Torch Singer walks next in line, a slight shamble to his step. His face is unlined and smooth, only weeks out of the vat in which the Company has regrown him. The expression on this fresh visage is somewhat slack, as if the muscles are still unsure. Id keeps expecting to see a line of saliva run from one corner of his mouth. The metal filled scar that once bit into his jaw has never marked this facsimile, and the absence is merely flesh.
Id almost feels sorry for him. The sharp intensity that once characterised the man has been smoothed away. The soft ‘ahs’ that punctuated his speech are still there, but bracketed now by longer silences as the remnants of the mind behind them struggles for the correct word. The thoughts themselves are still hard and cold, but their motive force has shifted into a lower gear. He seems confused and frustrated with his new existence, perhaps angry to discover that his plan to trap Reg at the Fibonacci Transit has failed, leaving him nothing more than a poor replacement of his former self. Id often wonders if Singer still has the will to feel any hatred towards him, and it pleases him to imagine that this is indeed the case.
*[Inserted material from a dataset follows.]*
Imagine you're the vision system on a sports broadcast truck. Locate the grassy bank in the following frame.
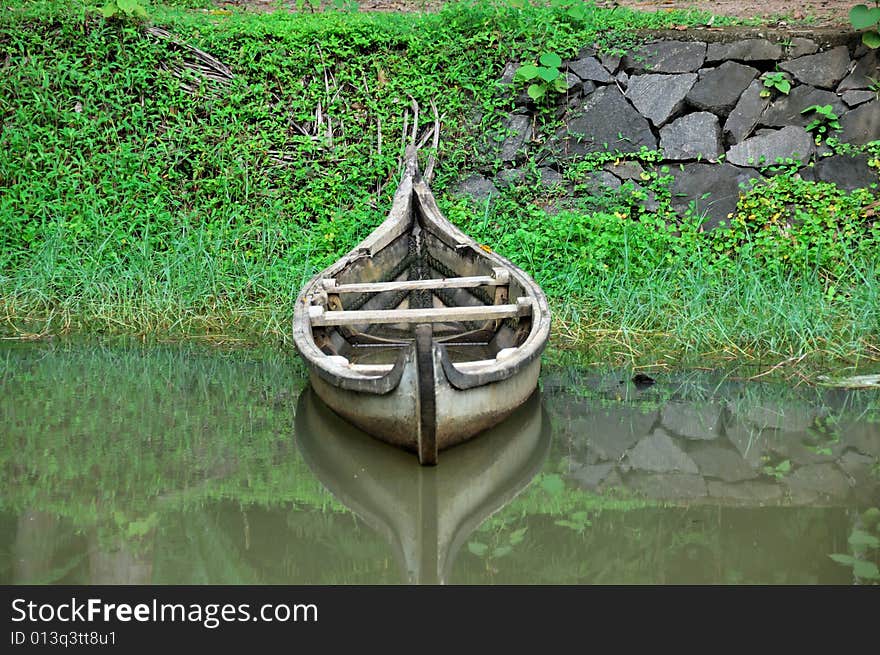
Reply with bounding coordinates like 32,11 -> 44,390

The being bringing up the rear is by far the strangest member of their party. It is what the Company calls a misanthropic entity, but as far as Id can determine it is a monster that has been somehow genetically linked to Registered.
He cannot remember whether misanthropic entities were covered in his training. He suspects not - certainly Quin knows nothing about them, and she seems as disquieted by the thing as Id.
He had eventually persuaded Singer to tell him about the thing, learning that the process for creating such beings was discovered far back in the Company’s history, and involves growing a clone of the entity’s eventual target - in this case Registered - and subjecting it to a number of specific mutations, all of which somehow allowed an actual ‘misanthropic entity’ to invade the clone. Singer had explained how the Company had once taught one to speak, a painstaking process that revealed little more than how vastly removed the thing’s thought processes were to their own.
“It told us there were only 4 such ah ... creatures like it,” Singer had said. “It was correct too, if we tried to make more than 4 at any one time the process would fail. It explained they were from a place - if that is the right word, the translation was ah ... awkward - that it was from a place it referred to as the ah ... ‘Feed-Kill-Chain.’ The one we taught to speak called itself ‘Knocker.’ The others, if I remember correctly, were known as ‘Sticker,’ ‘Shackler’ and ‘Splitter,’ quite the ah ... boys about town I imagine,” he had said, deadpan, with a quick twist of the lips.
“In making them it seemed we were extracting them from the Feed-Kill-Chain and ah ... tying them into our reality, bonded to the individual whose DNA had been used to make them. They seem to hate it here, but they cannot return until they have killed the person whose DNA they have been cloned from. In that respect they are tenacious, a very vicious ah ... hunting dog if you will.” Physically the misanthropic entity resembles a pale, bald, and slightly deformed version of Reg - though heavily muscled, and possessing ferocious claws and teeth. The Arrant have complex DNA that makes them difficult to clone and, having none of the highly developed mental skills possessed by Reg, the creature is unable to control its appearance as he can.